In the past month, missiles have been fired over Abu Dhabi by Iranian-backed Houthi rebels in Yemen, in one case forcing U.S. personnel at the al-Dhafra air base to take cover and employ Patriot air defenses. These attacks have prompted the Biden Administration to consider re-designating the Houthis as terrorists, after reversing a decision taken in the last days of the Trump Administration to do so.

Only close coordination among the United States and our strategic partners in Europe, the Gulf, and the Levant, can ensure a global front against Iran’s nefarious and destabilizing activities, says Harris.

 

3. The Biden Administration should never lose sight of the true nature of the Iranian regime.

As Iran dispatches diplomats to Vienna to negotiate in good faith, its messaging on social media and the regime’s financial investments suggest otherwise. 

“Iranian calls for Israel’s annihilation persist,” Harris said.

In May 2021, a month after the nuclear talks opened, Iran’s Supreme Leader Ali Hosseini Khamenei tweeted:

“Since day 1, Zionists turned occupied Palestine into a base for terrorism. Israel isn’t a country; it’s a #TerroristCamp against Palestinians & other Muslim nations. Fighting this despotic regime is fighting against oppression & terrorism. And this is everyone’s responsibility.”

In January, Minister of Foreign Affairs of the Islamic Republic Hossein Amir-Abdollahian tweeted in response to an interview with Israel’s Foreign Minister Yair Lapid: 

“The disturbing remarks of the foreign minister of the fake Israeli regime toward the great nation of Iran … Zionism has no place in the future of the world.”

 

 

Meanwhile, according to an analysis by AJC and the International Counter-Terrorism Institute, Iran pours as much as $700 million per year into its terrorist proxies, making it the leading state sponsor of terrorism. 

The U.S. State Department also considers Iran’s state militia, the Islamic Revolutionary Guard Corps (IRGC), a foreign terrorist organization (FTO), the first foreign state entity to earn that distinction.

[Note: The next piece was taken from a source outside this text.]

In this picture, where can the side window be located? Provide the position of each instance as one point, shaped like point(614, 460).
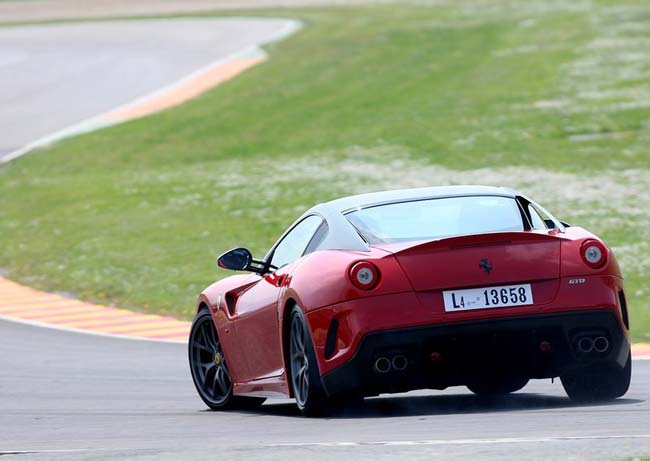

Formed during the Islamic Revolution in 1979, its special operations unit, the Quds Force, has helped establish proxy terrorist groups like Hezbollah in Iraq, Syria, and Lebanon.

“We collectively must never forget who we are negotiating with,” Harris said. “Iran is a revolutionary regime, ideologically driven, implacably hostile to the U.S., to its Sunni Arab neighbors, and the state of Israel.”

 

4. U.S. Secretary of State Antony J. Blinken got it right in March 2021.

Last March, U.S. Secretary of State Antony J. Blinken said world powers sought “to build a longer and stronger agreement, but also to engage on some of the other issues where Iran’s actions and conduct are particularly problematic,” including the destabilization of countries in the region and its ballistic missile program.

So, what is AJC’s stance on the nuclear talks?

“A starting point is Tony Blinken’s own words,” Harris said.

A longer renegotiated pact must extend the sunset clauses, the provisions that eventually lift restrictions on Iran’s production, stockpile, and use of enriched uranium, beyond where they are, Harris said. 

A stronger pact must be comprehensive and enforceable. It must include unhindered international monitoring of nuclear weapons capability, restrictions on ballistic missile development and penalties for destabilizing regional behavior, support for terror proxies, and human rights abuses. Leaving any of these elements out of an enforceable agreement creates a “huge gaping hole,” Harris said.

Sanctions are key. In the years leading up to the JCPOA, U.S. and global economic sanctions choked Iran’s economy by restricting international transactions and cutting crude oil exports by more than 50%. Iran had no choice but to negotiate a deal impeding its development of nuclear weapons.

As the Biden Administration weighs which sanctions to leverage to return Iran to full compliance, it must maintain sufficient tools not only to respond to the regime’s terror support and gross human rights violations but to provide powerful leverage for the “longer and stronger” deal the Administration has pledged to pursue.